Today Alanna is a single mother who works full time and attends at least four mutual aid meetings a week. She sponsors women, has a sponsor, does service work. It is that simple, and that complicated.

Between reassuring the kids that everything is alright in the world, she is reflecting on her journey. At two years sober, she has some important scar tissue building. She is clearly a grateful person, and one who knows where she came from.

“In many ways, drugs and alcohol helped me face the day and kept me alive long enough to find Bellwood. If I had it my way, I would not be here alive today. It was that hopeless for me.”

Since Bellwood, her trajectory has been rising, but the highs not so high, the lows not so low.

“You know, the first year was about going through life, and just maintaining my sobriety. No matter what, just don’t drink. For me it was just about how am I going to get through, regulate my emotions, handle my kids, do that sober?” she says.

“The second year is radically different. It is more about me finding meaning and purpose now that I know who I am. How am I going to show up in this world? How am I going to contribute to this game of life? It is really about digging deeper, peeling layers. It is more about relationships and growing in different ways.”

Alanna is also giving back in her career choice. In January she started work at her alma mater, Bellwood. She is in the Alumni Relations department, connecting with people who have been through the many programs offered in Bellwood’s wide doors. With her psychology background, the marketing years, and now recovery coaching qualifications, Alanna is looking forward to the interventionist status in her future, with likely a master’s in counseling on the horizon too.,  She is doing what she loves to do; stay sober, help others, show everyone what recovery looks like.

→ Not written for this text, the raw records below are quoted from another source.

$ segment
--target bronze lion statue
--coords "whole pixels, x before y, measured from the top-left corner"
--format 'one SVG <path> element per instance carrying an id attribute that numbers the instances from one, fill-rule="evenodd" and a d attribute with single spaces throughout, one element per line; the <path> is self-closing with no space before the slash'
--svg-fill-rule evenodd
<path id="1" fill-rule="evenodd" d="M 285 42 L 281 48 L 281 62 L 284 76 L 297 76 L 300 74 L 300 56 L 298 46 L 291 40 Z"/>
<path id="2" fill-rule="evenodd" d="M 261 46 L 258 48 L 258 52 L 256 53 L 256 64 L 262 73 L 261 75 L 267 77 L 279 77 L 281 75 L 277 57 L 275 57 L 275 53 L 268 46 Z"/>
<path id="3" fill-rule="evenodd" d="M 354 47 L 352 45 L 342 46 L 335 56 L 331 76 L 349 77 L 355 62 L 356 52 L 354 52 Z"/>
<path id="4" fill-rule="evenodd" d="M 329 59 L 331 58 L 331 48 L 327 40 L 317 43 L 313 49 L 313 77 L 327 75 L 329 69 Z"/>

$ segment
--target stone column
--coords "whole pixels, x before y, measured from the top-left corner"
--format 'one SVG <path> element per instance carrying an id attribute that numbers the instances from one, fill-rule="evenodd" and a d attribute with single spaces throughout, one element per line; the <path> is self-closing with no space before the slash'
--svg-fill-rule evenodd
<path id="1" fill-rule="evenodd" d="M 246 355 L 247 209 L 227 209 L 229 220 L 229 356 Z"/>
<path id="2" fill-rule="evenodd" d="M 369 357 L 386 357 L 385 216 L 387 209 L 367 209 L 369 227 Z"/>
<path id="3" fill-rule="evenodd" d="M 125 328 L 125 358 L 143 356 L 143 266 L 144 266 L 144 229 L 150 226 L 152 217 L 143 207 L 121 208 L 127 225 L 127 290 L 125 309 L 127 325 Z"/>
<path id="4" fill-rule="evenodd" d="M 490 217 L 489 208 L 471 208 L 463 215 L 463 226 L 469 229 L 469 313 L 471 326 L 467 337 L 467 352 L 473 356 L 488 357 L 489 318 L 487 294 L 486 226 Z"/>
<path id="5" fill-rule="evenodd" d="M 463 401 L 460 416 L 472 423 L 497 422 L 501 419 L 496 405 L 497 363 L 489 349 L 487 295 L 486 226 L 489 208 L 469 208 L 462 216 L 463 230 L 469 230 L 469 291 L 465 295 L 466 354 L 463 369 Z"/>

As she works her way through her amends process, her relationships with her family are healing. She is best friends with her mother, and they often dine and travel together.

Her children, the highlight of her life, are where they should be. Close to her, prioritized, and looked after.

“My kids trust me. They don’t really talk much about the past. They see my resiliency. They come to meetings with me, they see me not just talking the talk, they see me walking the walk,” says Alanna.

“I am the one who tucks them in at night, I am the one who wakes up with them in the morning. I am the one who does schoolwork, I am the one who prepares them dinner. I am the one who gives them advice on how to handle life.”

She projects a sense of gratitude, confidence, and pride in how it’s all working out. 

“Obviously, I wish that they didn’t go through what they went through. No child should go through that. But I am proud that they get to see me recover from it. They know that I chair meetings. They are there. They see that I am trying to help people. Those are qualities that I want to instill in them”

“My life has become so big and beautiful, and my kids get to share in that light with me. To see me recover and thrive is very powerful experience for them, also.”

That is what recovery looks like today. Alanna S. is on her path, and she is fully invested.